Alzheimers patients with carers. Source: Flickr: Senior Guidance Alzheimers patients with carers. Source: Flickr: Senior Guidance

Behind the rising death toll lies a care system hanging by a thread, says care worker Victor Davis

The mounting death toll in care homes, largely unreported by this government, has been one of a number of appalling scandals around how they have handled the coronavirus crisis.  Having finally factored these deaths into the official data, the government now reports a figure of over 26,000 deaths from coronavirus. 

But numbers come nowhere near conveying the scale of the crisis, since an estimated two-thirds of all care homes have reported coronavirus cases, with some homes losing as many as a quarter of their residents to the disease.  Another home reported that three-quarters of its residents were showing symptoms. The persistent lack of testing means that the true size of this scandal could still be largely hidden.

The 14,700 home tests made available on Wednesday, which ran out within 90 minutes, is yet another case of too-little-too-late.

Around 400,000 people live in care homes in the UK, 100,000 of whom could potentially die from the virus according to modelling reported by the Financial Times.  The social care workforce in Britain is over 1 million, and the availability of appropriate PPE is no better than it is in the NHS.  The staffing shortages which already exist in many care homes is also being exacerbated by the need to self-isolate even with the slightest symptoms, or simply by staff refusing to turn up for work for fear of their own lives, as is reportedly happening in one home in the North East.

Those who live in care homes and other similar support services include not just elderly residents, but people with learning difficulties which, in many cases, exist alongside an array of other underlying conditions.  Both these groups are very susceptible to infection even at the best of times, and they can decline very quickly when hit with a serious illness.  

The negligence in failing to provide such a vulnerable population with the protections they need can only be described as criminal.

PHE’s medical director, Prof Yvonne Doyle says “I think there are possibly more fundamental and structural issues about how care homes are run in an epidemic.” But I would argue that it goes deeper than that.  Care services in the UK have been left at the mercy of the private sector for decades, and this has left the care profession in an almost permanent state of crisis.  Privatisation is so deeply embedded in the care system that in many cases service users are astonishingly referred to as ‘customers’ – as if they are shoppers picking out their favourite brand of soap, rather than vulnerable people who rely on essential support to get from one day to the next.
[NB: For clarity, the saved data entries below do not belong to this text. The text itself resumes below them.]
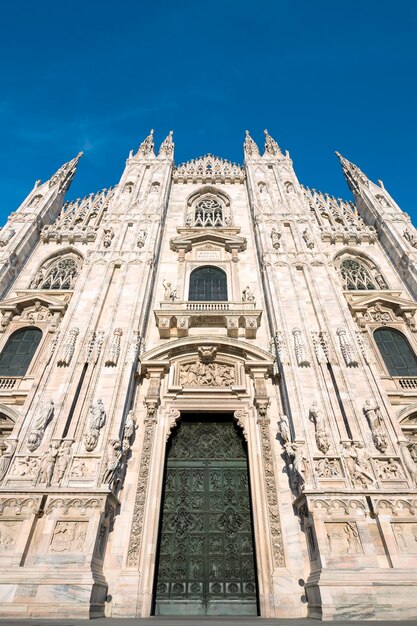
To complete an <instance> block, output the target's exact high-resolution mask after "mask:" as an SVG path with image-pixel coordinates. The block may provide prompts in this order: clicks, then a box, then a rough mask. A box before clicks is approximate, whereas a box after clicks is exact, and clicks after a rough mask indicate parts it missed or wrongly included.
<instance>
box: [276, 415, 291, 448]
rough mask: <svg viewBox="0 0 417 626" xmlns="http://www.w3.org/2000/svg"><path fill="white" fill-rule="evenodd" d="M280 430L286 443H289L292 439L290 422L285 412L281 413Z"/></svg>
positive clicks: (280, 418)
mask: <svg viewBox="0 0 417 626" xmlns="http://www.w3.org/2000/svg"><path fill="white" fill-rule="evenodd" d="M278 432H279V434H280V436H281V439H282V441H283V442H284V444H286V443H289V442H290V441H291V431H290V425H289V422H288V417H287V416H286V415H284V413H280V415H279V420H278Z"/></svg>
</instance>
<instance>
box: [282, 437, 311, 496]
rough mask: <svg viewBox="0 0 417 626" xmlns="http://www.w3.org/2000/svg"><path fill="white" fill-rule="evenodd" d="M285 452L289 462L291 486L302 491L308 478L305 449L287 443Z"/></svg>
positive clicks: (308, 470)
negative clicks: (286, 453)
mask: <svg viewBox="0 0 417 626" xmlns="http://www.w3.org/2000/svg"><path fill="white" fill-rule="evenodd" d="M285 451H286V453H287V455H288V458H289V459H290V460H291V461H290V471H291V478H292V481H291V482H292V486H293V487H297V488H298V489H300V490H302V489H303V488H304V484H305V483H306V482H307V481H308V479H309V477H310V462H309V460H308V457H307V454H306V451H305V448H304V447H303V446H300V445H299V444H297V443H287V444H286V445H285Z"/></svg>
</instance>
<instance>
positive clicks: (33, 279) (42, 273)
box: [29, 269, 44, 289]
mask: <svg viewBox="0 0 417 626" xmlns="http://www.w3.org/2000/svg"><path fill="white" fill-rule="evenodd" d="M43 280H44V272H43V270H42V269H40V270H38V271H37V272H36V274H35V276H34V277H33V278H32V281H31V283H30V285H29V289H39V286H40V285H41V284H42V283H43Z"/></svg>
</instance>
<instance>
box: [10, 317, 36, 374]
mask: <svg viewBox="0 0 417 626" xmlns="http://www.w3.org/2000/svg"><path fill="white" fill-rule="evenodd" d="M41 339H42V331H41V330H39V328H20V329H19V330H16V331H15V332H14V333H13V334H12V335H10V337H9V339H8V340H7V343H6V345H5V346H4V349H3V351H2V353H1V354H0V376H24V375H25V374H26V372H27V370H28V369H29V365H30V363H31V361H32V359H33V356H34V354H35V352H36V349H37V347H38V346H39V343H40V340H41Z"/></svg>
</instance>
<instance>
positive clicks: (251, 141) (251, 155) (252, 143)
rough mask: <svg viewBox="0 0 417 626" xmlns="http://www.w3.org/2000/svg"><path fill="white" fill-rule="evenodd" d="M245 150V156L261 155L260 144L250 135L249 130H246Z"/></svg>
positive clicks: (244, 149)
mask: <svg viewBox="0 0 417 626" xmlns="http://www.w3.org/2000/svg"><path fill="white" fill-rule="evenodd" d="M243 151H244V153H245V157H251V156H255V157H256V156H259V149H258V146H257V145H256V143H255V142H254V140H253V139H252V137H251V136H250V134H249V131H248V130H245V142H244V144H243Z"/></svg>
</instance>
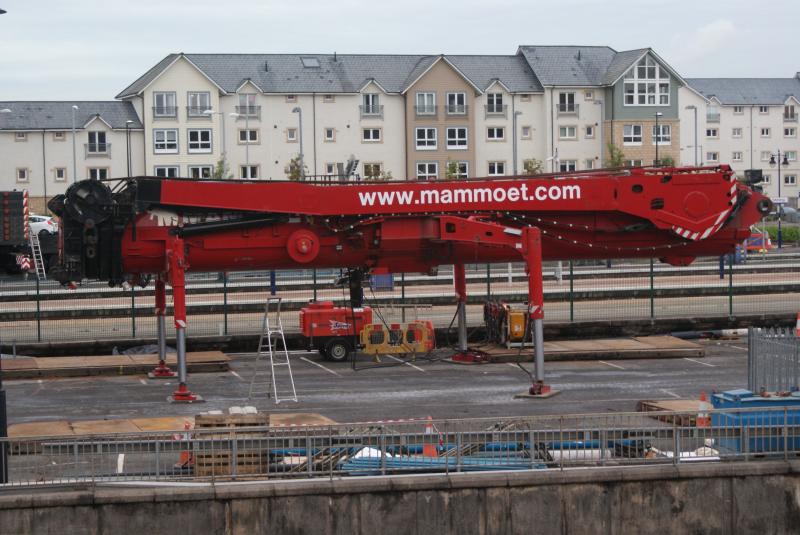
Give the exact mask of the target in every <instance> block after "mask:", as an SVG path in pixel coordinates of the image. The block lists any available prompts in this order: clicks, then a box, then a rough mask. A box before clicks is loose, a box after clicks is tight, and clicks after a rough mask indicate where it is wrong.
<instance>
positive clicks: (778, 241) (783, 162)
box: [769, 150, 789, 249]
mask: <svg viewBox="0 0 800 535" xmlns="http://www.w3.org/2000/svg"><path fill="white" fill-rule="evenodd" d="M776 163H777V164H778V197H780V196H781V166H783V165H789V160H788V158H786V154H785V153H784V154H783V160H781V151H780V150H778V152H777V153H776V154H770V156H769V165H770V167H772V166H774V165H775V164H776ZM782 215H783V205H782V204H779V205H778V249H780V248H782V247H783V232H782V231H781V219H782Z"/></svg>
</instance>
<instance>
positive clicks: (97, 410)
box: [5, 339, 747, 424]
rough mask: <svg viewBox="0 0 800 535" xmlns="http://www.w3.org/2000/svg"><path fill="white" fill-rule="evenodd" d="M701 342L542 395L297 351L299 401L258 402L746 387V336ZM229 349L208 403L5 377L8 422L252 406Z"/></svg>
mask: <svg viewBox="0 0 800 535" xmlns="http://www.w3.org/2000/svg"><path fill="white" fill-rule="evenodd" d="M702 343H703V344H704V345H705V347H706V355H707V356H706V357H705V358H701V359H682V358H678V359H659V360H613V361H589V362H553V363H548V364H547V365H546V373H547V380H548V383H550V384H551V385H552V386H553V387H554V388H556V389H558V390H561V394H559V395H557V396H554V397H552V398H549V399H541V400H529V399H514V397H513V396H514V394H517V393H521V392H523V391H525V390H526V389H527V387H528V386H529V383H530V381H529V378H528V376H527V375H526V374H525V373H523V372H522V371H521V370H520V369H519V368H518V367H517V366H516V365H515V364H508V363H505V364H486V365H473V366H464V365H454V364H451V363H446V362H442V361H424V360H421V361H417V362H415V363H413V365H410V364H403V363H400V362H396V361H393V360H392V359H391V358H386V357H384V359H383V364H384V365H390V366H389V367H383V368H370V366H371V365H372V364H371V362H370V361H367V360H364V361H362V362H359V369H358V370H353V369H352V367H351V365H350V364H349V363H331V362H328V361H326V360H324V359H322V357H321V356H320V355H319V354H318V353H293V354H292V365H293V370H294V379H295V383H296V386H297V393H298V398H299V402H298V403H292V402H287V403H281V404H280V405H277V406H276V405H275V404H274V403H272V402H270V401H268V400H267V399H266V397H265V396H260V398H259V399H258V400H257V401H256V403H250V404H255V405H256V406H257V407H258V409H259V410H260V411H270V412H300V411H303V412H316V413H320V414H322V415H324V416H327V417H329V418H332V419H333V420H336V421H339V422H354V421H366V420H387V419H403V418H424V417H426V416H428V415H431V416H433V417H434V418H474V417H495V416H522V415H535V414H559V413H573V414H574V413H590V412H625V411H634V410H635V409H636V403H637V402H638V401H639V400H643V399H677V398H690V399H697V397H698V396H699V394H700V392H701V391H706V392H709V391H711V390H712V389H718V390H725V389H731V388H740V387H745V386H746V381H747V340H746V339H740V340H735V341H719V342H718V341H704V342H702ZM231 356H232V357H233V361H232V362H231V371H229V372H224V373H197V374H192V375H190V377H189V386H190V388H191V389H192V390H193V391H195V392H197V393H199V394H201V395H202V396H203V397H204V398H205V400H206V402H205V403H202V404H192V405H176V404H171V403H168V402H167V397H168V396H169V394H170V393H171V392H172V390H173V389H174V388H175V384H174V382H169V381H167V382H164V381H158V380H150V379H147V378H145V377H143V376H142V377H139V376H124V377H91V378H74V379H53V380H21V381H7V382H5V389H6V391H7V397H8V419H9V423H10V424H14V423H21V422H35V421H46V420H58V419H70V420H81V419H102V418H110V419H113V418H134V417H150V416H153V417H155V416H181V415H194V414H197V413H198V412H201V411H207V410H212V409H221V410H226V409H227V408H228V407H230V406H232V405H243V404H247V403H246V398H247V394H248V388H249V382H250V376H251V373H252V370H253V369H254V366H253V364H254V358H253V355H246V354H238V355H237V354H234V355H231ZM524 366H525V367H526V368H527V369H529V370H531V369H532V364H530V363H526V364H524Z"/></svg>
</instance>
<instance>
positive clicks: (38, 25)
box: [0, 0, 800, 100]
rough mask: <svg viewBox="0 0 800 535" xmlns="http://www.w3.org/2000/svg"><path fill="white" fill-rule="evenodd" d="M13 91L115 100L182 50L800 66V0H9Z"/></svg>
mask: <svg viewBox="0 0 800 535" xmlns="http://www.w3.org/2000/svg"><path fill="white" fill-rule="evenodd" d="M0 8H3V9H5V10H6V11H8V13H6V14H5V15H0V100H69V99H92V100H95V99H96V100H101V99H113V97H114V95H116V94H117V93H118V92H119V91H120V90H122V89H123V88H125V87H126V86H127V85H128V84H129V83H130V82H132V81H133V80H135V79H136V78H138V77H139V76H140V75H141V74H143V73H144V72H145V71H147V70H148V69H149V68H150V67H152V66H153V65H154V64H155V63H156V62H157V61H159V60H160V59H161V58H163V57H164V56H165V55H167V54H168V53H170V52H230V53H236V52H250V53H253V52H256V53H258V52H261V53H279V52H284V53H287V52H288V53H301V52H303V53H332V52H334V51H336V52H339V53H398V54H399V53H407V54H438V53H447V54H513V53H514V52H515V50H516V48H517V46H518V45H520V44H525V45H545V44H551V45H552V44H561V45H578V44H580V45H608V46H611V47H612V48H615V49H617V50H625V49H630V48H643V47H648V46H649V47H652V48H653V49H654V50H656V52H657V53H658V54H660V55H661V56H662V57H663V58H664V59H665V60H666V61H667V62H669V63H670V64H671V65H672V66H673V67H675V68H676V69H677V70H678V72H680V73H681V74H682V75H683V76H685V77H701V76H707V77H723V76H730V77H790V76H793V75H794V73H795V72H797V71H800V57H798V56H799V55H798V53H797V51H798V48H797V39H796V35H797V28H798V23H800V2H799V1H798V0H762V1H760V2H754V1H753V0H638V1H635V2H634V1H629V0H549V1H547V2H544V1H541V0H527V1H526V0H459V1H453V0H448V1H440V0H393V1H385V0H372V1H371V2H366V1H363V0H293V1H292V0H280V1H276V0H250V1H247V0H227V1H220V0H187V1H183V2H180V1H174V0H134V1H126V2H122V1H118V0H0Z"/></svg>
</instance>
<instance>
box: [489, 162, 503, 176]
mask: <svg viewBox="0 0 800 535" xmlns="http://www.w3.org/2000/svg"><path fill="white" fill-rule="evenodd" d="M505 174H506V163H505V162H489V176H503V175H505Z"/></svg>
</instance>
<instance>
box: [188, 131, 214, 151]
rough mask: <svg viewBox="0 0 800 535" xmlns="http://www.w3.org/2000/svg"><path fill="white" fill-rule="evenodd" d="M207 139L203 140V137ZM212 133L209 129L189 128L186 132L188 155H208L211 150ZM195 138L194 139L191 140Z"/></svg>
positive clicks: (212, 141)
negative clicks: (188, 154) (204, 137)
mask: <svg viewBox="0 0 800 535" xmlns="http://www.w3.org/2000/svg"><path fill="white" fill-rule="evenodd" d="M206 135H207V137H208V139H204V137H206ZM212 136H213V134H212V131H211V129H210V128H189V129H187V131H186V146H187V150H188V152H189V154H209V153H211V151H212V150H213V139H212ZM193 137H195V138H196V139H192V138H193Z"/></svg>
This has always been unsustainable.  It seems hardly a year goes by these days without another story of turmoil for vulnerable residents because the business providing their care has either run into financial trouble or has collapsed altogether, as in the cases of Carillion and Southern Cross.

The popularity of the NHS is due to a widespread belief that the provision of care to the sick is an essential service that should never, for one second, be determined by profit margins.  The same ought to be true for the provision of care for the elderly and disabled. No little green badge will change the fact that Britain’s social care system is in the hands of a chaotic array of private providers who often compete with one another at the expense of the vulnerable people who rely on them and the staff who work for them.  As Ken Loach argued in last week’s People’s Assembly meeting, care services should be integrated into the NHS and run as a service for public need, not private profit.

Most people who have worked on a social care front line will also tell you about the incredibly high staff turnover.  The poor pay, the lack of secure hours and the stressful conditions, due to understaffing and lack of resources, mean that many care staff find it hard to consider the job as a long-term option and soon move on – a scenario not unfamiliar to many teachers who have dropped out of their profession.  

This, of course, exacerbates staffing shortages in care homes, which is often filled by staff provided by agencies – again for profit. Not only is the constant change in faces unsettling for those being cared for, but also increases the risk of infection, since agency staff often have to work across multiple services.

A recent training session on barrier nursing in one home did not tell staff anything they didn’t already know about infection control and appeared to be simply an exercise in covering the company’s back. This sort of box-ticking is not good enough.

When the staff asked about visors, they were simply told there were ‘none available’. Then that very same day, delivery was arranged on the initiative of one staff member of some visors which, apparently, had been made in a local school!

The systemic failure of provision this highlights has been a problem for many years in the care sector, but now it is having fatal consequences.

A cause for optimism comes from the initiatives of ordinary people to support and protect each other. But, as well as championing what people are doing, we should continue to shine a light on what the government and private companies are not doing. It ought to be time, finally, for unions to take measures to organise care workers and lead a fightback.

Thursday night’s People’s Assembly meeting at 7 pm will focus on the crisis in social care, followed by the weekly clap for carers at 8 pm. But, as Julie Hesmondhalgh says, we should also ‘roar with rage’.